• No results found

In dit hoofdstuk geven we een inzicht in de aanbodzijde van secundaire materialen en producten.

Samenvatting bevindingen

1. Er is onvoldoende aanbod van specifieke materialen.

2. Er is concurrentie met laagwaardig hergebruik vanwege de financiële en praktische aantrekkelijkheid daarvan en vanwege de ongeschiktheid en een gebrek aan kennis t.a.v.

hoogwaardig hergebruik.

3. Circulair slopen kost vaak meer tijd en geld, terwijl sloopaanbestedingen zich vooralsnog vooral richten op de laagste kosten en snelste slooptijd.
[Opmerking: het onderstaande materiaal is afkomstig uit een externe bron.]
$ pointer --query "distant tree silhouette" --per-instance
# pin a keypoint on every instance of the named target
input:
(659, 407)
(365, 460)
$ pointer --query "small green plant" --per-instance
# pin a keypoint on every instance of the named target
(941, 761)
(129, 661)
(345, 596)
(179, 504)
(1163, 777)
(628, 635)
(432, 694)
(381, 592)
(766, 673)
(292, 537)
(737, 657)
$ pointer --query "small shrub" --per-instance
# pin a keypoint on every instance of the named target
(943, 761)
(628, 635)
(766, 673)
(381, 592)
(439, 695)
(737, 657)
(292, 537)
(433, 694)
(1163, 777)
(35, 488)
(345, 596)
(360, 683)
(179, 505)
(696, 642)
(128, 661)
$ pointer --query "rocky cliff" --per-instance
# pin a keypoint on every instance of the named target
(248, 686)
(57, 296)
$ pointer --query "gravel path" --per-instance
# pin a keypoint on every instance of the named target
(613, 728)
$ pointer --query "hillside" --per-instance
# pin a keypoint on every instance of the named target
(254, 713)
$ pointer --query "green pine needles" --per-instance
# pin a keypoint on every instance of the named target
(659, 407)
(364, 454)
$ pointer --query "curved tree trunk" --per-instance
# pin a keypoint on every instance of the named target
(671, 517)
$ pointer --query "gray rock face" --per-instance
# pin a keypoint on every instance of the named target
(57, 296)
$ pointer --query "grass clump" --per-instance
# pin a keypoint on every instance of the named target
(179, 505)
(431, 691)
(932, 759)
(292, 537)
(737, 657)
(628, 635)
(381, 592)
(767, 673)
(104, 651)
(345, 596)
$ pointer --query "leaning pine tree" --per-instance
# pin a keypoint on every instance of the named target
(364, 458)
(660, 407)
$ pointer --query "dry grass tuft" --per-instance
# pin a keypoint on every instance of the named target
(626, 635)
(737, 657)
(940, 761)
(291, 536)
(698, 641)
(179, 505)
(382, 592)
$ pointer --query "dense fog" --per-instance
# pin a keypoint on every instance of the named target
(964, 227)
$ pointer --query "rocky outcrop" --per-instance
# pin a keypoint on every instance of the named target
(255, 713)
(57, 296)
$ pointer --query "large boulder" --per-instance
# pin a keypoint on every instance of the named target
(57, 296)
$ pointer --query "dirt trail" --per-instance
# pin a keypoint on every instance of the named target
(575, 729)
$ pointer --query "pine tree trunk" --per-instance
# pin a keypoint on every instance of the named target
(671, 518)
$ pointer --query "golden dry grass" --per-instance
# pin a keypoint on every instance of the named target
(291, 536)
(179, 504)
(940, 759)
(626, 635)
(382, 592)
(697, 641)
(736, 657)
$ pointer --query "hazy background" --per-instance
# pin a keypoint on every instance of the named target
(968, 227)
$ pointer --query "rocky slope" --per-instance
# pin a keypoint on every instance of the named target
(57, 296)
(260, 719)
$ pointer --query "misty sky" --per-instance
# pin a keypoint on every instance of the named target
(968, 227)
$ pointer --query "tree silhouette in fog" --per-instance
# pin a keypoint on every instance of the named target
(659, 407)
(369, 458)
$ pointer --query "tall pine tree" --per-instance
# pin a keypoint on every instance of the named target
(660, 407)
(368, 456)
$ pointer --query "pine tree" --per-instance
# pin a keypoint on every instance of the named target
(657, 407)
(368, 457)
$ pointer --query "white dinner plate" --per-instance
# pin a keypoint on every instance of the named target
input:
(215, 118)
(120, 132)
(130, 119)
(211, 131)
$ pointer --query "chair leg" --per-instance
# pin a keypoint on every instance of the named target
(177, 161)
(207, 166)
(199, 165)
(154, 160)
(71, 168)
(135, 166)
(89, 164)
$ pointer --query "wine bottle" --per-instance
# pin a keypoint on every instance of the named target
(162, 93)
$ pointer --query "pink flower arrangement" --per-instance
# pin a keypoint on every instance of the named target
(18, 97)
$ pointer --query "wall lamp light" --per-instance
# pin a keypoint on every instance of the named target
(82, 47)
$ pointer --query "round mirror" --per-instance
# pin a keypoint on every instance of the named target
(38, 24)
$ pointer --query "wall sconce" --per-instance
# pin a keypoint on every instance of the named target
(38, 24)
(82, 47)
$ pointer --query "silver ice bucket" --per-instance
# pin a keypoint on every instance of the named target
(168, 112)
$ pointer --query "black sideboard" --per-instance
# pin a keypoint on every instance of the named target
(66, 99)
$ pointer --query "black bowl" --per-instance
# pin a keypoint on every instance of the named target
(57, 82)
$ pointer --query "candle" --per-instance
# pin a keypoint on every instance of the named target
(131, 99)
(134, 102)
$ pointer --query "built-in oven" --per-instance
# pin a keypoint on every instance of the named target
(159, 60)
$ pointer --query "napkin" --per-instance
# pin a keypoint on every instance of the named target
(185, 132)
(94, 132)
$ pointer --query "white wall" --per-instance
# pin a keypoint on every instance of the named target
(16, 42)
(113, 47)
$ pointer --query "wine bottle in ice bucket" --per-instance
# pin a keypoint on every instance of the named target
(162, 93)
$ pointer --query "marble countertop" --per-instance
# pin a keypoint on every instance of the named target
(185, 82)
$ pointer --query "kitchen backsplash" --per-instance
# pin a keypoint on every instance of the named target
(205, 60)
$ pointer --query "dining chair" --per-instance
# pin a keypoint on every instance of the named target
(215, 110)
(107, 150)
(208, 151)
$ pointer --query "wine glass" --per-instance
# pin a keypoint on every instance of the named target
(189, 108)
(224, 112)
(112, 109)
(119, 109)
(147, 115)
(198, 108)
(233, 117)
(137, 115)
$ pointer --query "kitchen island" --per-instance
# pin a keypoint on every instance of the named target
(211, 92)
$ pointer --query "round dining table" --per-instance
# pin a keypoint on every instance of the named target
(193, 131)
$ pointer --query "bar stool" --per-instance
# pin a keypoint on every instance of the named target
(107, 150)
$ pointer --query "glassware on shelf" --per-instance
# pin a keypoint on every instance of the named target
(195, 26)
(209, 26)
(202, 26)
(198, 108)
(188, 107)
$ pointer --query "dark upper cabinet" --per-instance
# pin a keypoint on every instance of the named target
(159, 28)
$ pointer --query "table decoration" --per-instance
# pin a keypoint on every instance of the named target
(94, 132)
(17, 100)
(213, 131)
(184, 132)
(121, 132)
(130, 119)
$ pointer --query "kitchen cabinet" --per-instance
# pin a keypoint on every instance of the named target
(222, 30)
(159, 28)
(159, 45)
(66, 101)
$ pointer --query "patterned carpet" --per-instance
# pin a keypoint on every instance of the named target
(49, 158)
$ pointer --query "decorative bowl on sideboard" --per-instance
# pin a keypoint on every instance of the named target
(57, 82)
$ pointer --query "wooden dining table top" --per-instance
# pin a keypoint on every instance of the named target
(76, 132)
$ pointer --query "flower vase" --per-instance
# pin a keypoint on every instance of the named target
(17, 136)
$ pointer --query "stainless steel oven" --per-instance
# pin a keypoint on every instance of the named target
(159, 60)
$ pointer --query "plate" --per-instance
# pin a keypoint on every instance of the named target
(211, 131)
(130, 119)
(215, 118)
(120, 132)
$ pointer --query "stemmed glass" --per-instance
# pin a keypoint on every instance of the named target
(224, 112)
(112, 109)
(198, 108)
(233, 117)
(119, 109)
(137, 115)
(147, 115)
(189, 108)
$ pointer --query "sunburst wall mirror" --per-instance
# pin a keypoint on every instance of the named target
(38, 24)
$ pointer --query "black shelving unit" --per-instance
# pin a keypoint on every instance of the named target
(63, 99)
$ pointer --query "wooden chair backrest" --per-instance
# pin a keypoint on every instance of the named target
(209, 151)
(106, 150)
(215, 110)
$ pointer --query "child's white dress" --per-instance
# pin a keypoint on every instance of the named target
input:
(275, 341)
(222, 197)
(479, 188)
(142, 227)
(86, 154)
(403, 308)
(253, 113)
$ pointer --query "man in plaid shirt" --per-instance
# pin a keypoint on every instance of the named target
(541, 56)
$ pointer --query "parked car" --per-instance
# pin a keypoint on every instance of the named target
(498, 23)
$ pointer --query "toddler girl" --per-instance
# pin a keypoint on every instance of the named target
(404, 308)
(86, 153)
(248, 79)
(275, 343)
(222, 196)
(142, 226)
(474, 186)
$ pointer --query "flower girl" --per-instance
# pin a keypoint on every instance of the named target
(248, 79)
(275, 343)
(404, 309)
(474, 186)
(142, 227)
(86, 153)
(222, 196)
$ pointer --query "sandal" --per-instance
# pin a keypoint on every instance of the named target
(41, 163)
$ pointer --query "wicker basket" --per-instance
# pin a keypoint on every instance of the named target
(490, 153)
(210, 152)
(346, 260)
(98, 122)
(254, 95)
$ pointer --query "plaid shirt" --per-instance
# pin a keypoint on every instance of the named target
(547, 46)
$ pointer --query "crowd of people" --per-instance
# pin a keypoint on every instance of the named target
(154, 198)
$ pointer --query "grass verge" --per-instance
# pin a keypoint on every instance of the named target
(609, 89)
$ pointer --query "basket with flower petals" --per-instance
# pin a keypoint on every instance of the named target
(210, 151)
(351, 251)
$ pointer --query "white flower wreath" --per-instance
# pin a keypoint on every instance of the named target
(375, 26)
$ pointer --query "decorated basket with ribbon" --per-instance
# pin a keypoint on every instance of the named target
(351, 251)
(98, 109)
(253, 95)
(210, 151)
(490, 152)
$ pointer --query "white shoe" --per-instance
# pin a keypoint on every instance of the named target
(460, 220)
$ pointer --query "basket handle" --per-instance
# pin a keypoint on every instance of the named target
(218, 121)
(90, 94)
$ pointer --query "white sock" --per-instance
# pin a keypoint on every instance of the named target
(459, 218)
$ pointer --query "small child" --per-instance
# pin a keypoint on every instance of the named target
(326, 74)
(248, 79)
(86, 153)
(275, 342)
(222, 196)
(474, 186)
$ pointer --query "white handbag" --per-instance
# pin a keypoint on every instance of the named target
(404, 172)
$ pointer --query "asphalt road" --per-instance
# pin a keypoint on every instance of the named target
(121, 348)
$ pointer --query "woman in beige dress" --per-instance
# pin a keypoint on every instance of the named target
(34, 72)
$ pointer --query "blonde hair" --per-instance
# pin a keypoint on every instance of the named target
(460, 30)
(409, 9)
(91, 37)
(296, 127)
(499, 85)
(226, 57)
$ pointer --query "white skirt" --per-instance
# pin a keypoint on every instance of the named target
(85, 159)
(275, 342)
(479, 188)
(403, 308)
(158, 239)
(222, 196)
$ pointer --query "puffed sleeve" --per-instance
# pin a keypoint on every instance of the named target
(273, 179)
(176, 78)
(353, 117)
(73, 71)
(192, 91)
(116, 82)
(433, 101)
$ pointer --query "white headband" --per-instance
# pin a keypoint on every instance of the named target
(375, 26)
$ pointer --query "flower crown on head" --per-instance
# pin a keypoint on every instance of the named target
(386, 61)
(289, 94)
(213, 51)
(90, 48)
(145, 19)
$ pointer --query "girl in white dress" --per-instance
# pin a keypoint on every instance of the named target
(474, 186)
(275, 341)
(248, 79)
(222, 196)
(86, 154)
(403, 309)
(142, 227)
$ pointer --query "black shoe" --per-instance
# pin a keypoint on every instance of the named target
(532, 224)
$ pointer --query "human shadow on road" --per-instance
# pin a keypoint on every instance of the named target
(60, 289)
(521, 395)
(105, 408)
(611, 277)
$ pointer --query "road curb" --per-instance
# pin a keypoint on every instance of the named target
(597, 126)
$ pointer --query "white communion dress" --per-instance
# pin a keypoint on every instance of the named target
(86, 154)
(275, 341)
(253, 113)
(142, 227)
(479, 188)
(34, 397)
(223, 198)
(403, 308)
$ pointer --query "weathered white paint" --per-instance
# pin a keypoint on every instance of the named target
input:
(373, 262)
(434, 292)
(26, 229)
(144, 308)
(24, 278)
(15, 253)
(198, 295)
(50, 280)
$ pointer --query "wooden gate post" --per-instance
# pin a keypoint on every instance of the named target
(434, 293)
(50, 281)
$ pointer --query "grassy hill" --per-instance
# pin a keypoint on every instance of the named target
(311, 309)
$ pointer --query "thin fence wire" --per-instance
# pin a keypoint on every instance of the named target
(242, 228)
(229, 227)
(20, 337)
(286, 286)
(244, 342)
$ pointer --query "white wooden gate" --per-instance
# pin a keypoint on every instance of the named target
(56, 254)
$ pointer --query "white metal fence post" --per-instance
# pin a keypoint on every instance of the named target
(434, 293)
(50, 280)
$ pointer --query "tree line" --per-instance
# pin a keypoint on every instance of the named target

4. Partijen lopen tegen problemen aan t.a.v. garanties, keurmerken, verzekeringen en de kwaliteit van secundaire materialen en producten, die leiden tot extra kosten, vertraging en

onduidelijkheid.

Bevindingen

1. Er is onvoldoende aanbod aan specifieke materialen.

De meeste partijen geven aan dat een gebrek aan vraag naar secundaire producten en materialen de grootste belemmering is voor de opschaling van secundaire materiaalgebruik. Secundaire materialen en producten blijven lang bij aanbiedende partijen liggen. In hoofdstuk 4 'Koppeling vraag en aanbod' wordt verder ingegaan op de vindbaarheid van secundaire materialen en producten.

Volgens respondenten voldoet de huidige slooprichtlijn al redelijk goed en gaat bronscheiding in het algemeen goed.

Het huidige aanbod aan secundaire producten en materiaal is nog beperkt. Op basis van massa is er theoretisch maximaal 41-59% dekking, maar in de praktijk is er een flink gat tussen vraag en aanbod.

De geïnterviewde opdrachtgevers geven juist aan dat de slopers- en afvalmarkt gefragmenteerd is, weinig transparant, en nog voldoende ingaat op en investeert in demontage, het ’oogsten’ van materialen en benutten van de financiële restwaarde die secundaire materialen kunnen bieden.

Gerichte communicatie en rekenvoorbeelden kunnen de CBE stimuleren. Circulair slopen hoeft niet duurder te zijn maar kan ook goede businesscases opleveren.

Doel: ophalen voorbeelden benutten financiële restwaarde 2. Er is concurrentie met laagwaardig hergebruik.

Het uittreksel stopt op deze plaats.